The Arlington Line was a series of fortifications that the Union Army erected in Alexandria County (now Arlington County), Virginia, to protect the City of Washington during the American Civil War (see Civil War Defenses of Washington and Washington, D.C., in the American Civil War).

Just across the Potomac River from the Union capital city, Confederate Virginia was a major Union concern when the war began. In May 1861, federal troops seized much the County and immediately began constructing a group of forts near Washington on the Virginia side of the River to protect the capital city.

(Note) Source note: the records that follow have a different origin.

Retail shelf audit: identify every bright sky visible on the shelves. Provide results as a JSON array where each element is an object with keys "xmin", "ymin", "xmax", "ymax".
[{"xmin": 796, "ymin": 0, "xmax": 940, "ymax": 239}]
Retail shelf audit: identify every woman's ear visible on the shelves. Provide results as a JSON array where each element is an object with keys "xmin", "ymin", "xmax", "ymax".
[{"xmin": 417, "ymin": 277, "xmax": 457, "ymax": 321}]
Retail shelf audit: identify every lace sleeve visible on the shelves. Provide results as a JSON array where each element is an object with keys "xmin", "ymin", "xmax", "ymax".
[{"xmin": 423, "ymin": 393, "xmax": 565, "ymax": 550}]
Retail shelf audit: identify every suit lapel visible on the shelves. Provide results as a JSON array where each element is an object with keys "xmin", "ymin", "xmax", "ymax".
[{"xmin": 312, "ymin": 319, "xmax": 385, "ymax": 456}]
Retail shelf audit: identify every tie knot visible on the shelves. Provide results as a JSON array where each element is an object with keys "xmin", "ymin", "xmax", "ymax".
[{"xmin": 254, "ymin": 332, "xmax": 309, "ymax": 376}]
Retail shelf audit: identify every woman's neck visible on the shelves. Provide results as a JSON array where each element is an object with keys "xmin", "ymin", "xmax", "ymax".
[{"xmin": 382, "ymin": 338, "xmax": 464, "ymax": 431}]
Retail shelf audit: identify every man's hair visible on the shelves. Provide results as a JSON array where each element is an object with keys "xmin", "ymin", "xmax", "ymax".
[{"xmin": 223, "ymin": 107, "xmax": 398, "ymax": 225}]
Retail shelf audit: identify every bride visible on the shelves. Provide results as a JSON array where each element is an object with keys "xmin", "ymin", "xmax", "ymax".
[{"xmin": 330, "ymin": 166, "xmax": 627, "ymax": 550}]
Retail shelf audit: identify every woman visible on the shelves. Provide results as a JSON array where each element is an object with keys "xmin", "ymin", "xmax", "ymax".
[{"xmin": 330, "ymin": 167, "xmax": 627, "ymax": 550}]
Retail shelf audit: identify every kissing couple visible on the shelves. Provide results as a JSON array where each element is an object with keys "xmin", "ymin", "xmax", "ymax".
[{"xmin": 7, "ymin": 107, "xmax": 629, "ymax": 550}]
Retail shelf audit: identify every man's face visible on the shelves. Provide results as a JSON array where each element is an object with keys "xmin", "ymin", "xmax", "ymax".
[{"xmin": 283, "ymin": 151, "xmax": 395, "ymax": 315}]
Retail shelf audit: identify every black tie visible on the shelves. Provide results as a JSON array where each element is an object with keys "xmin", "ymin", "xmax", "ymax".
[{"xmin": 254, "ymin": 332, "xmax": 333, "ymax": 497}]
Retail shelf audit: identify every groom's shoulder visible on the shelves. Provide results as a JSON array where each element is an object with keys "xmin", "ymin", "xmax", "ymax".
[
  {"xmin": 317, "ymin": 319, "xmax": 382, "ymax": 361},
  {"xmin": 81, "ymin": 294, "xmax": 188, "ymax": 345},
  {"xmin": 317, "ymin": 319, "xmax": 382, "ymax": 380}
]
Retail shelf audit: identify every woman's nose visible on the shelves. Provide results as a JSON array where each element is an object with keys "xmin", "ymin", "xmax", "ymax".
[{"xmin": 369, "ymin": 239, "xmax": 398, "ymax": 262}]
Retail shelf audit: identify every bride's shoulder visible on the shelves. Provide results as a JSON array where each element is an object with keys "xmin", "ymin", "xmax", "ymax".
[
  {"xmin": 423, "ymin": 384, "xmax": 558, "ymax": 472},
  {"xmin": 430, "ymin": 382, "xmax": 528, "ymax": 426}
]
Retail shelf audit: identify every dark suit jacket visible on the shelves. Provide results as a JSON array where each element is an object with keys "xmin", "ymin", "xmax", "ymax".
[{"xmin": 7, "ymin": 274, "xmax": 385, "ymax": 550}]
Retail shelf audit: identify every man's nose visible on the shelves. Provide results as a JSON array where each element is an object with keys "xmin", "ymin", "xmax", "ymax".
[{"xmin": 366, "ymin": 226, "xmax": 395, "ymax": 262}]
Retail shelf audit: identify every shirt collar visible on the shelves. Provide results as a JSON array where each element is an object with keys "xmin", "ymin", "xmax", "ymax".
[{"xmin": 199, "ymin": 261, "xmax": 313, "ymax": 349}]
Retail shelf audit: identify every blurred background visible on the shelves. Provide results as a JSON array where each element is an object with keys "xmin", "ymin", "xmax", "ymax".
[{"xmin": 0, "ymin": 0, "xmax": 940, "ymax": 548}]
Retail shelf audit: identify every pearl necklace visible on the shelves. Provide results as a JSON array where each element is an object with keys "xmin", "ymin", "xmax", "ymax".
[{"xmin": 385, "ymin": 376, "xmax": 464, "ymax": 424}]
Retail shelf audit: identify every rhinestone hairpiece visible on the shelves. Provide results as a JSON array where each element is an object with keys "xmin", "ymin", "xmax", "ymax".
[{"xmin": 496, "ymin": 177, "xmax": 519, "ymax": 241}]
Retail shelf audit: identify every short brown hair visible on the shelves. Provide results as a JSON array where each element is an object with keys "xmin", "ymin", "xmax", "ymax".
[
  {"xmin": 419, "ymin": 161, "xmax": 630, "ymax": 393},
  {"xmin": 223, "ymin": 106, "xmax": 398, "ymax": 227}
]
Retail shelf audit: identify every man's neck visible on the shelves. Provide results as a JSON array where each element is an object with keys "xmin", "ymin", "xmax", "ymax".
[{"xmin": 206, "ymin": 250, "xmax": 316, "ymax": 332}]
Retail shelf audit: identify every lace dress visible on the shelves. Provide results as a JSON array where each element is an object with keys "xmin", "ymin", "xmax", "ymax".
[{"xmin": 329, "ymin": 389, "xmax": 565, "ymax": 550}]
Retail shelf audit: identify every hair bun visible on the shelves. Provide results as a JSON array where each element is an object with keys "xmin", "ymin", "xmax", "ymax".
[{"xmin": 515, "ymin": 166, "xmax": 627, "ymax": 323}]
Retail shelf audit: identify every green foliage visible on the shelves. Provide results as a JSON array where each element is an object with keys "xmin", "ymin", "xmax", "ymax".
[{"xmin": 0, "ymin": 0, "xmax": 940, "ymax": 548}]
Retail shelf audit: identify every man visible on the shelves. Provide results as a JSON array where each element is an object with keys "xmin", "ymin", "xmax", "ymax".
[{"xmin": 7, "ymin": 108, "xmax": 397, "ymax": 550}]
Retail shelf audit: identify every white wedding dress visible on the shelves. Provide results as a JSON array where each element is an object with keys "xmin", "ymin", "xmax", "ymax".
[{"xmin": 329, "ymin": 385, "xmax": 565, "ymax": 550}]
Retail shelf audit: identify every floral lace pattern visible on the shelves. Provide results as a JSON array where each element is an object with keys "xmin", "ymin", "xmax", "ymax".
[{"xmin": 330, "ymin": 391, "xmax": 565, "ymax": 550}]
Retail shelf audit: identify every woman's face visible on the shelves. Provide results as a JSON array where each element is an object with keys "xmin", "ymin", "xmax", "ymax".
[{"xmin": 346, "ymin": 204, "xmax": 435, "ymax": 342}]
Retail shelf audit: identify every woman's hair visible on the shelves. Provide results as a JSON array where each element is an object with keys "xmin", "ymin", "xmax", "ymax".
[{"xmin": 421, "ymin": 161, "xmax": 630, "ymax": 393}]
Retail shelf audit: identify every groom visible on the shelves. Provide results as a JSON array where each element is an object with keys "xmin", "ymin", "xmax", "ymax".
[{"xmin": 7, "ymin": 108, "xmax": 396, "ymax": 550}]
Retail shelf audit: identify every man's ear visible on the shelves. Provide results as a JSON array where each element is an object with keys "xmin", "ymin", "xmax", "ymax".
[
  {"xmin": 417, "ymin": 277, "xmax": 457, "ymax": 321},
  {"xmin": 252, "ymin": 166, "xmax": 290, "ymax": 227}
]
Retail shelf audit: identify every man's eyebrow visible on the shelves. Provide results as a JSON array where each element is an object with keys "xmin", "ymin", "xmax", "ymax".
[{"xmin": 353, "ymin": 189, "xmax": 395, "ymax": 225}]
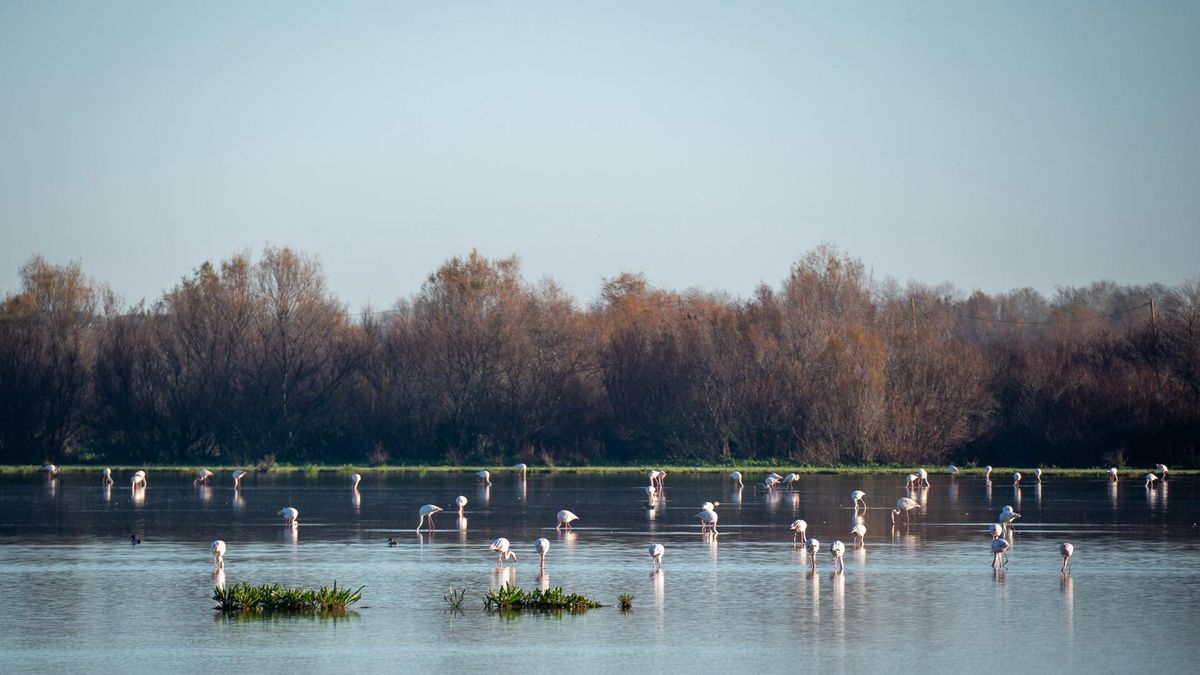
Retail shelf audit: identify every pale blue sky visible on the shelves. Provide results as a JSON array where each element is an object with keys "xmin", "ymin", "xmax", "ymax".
[{"xmin": 0, "ymin": 0, "xmax": 1200, "ymax": 309}]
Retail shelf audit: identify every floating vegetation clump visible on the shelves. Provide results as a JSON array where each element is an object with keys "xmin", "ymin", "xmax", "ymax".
[
  {"xmin": 484, "ymin": 584, "xmax": 604, "ymax": 611},
  {"xmin": 212, "ymin": 581, "xmax": 364, "ymax": 614}
]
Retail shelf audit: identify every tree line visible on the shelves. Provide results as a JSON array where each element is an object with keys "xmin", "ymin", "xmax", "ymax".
[{"xmin": 0, "ymin": 246, "xmax": 1200, "ymax": 466}]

After the Confederate Army routed the Union Army at the First Battle of Bull Run (Manassas) in late July 1861, the Union Army began construction on a line of breastworks and lunettes to the west of the earlier fortifications. These and larger fortifications later constructed nearby became known as the Arlington Line. They included a lunette (Fort Cass) and Fort Whipple, which became parts of Fort Myer, later to be renamed as Joint Base Myer–Henderson Hall.

The Arlington Line was never attacked, even after the federal defeat at the Second Battle of Bull Run (Manassas) in late August 1862. The Line therefore effectively served its strategic purpose.

Major Daniel Phineas Woodbury was the Union engineer who designed and constructed the Arlington Line. One of its forts, Fort Woodbury (which once stood in what is today Arlington's Courthouse neighborhood), was named for him.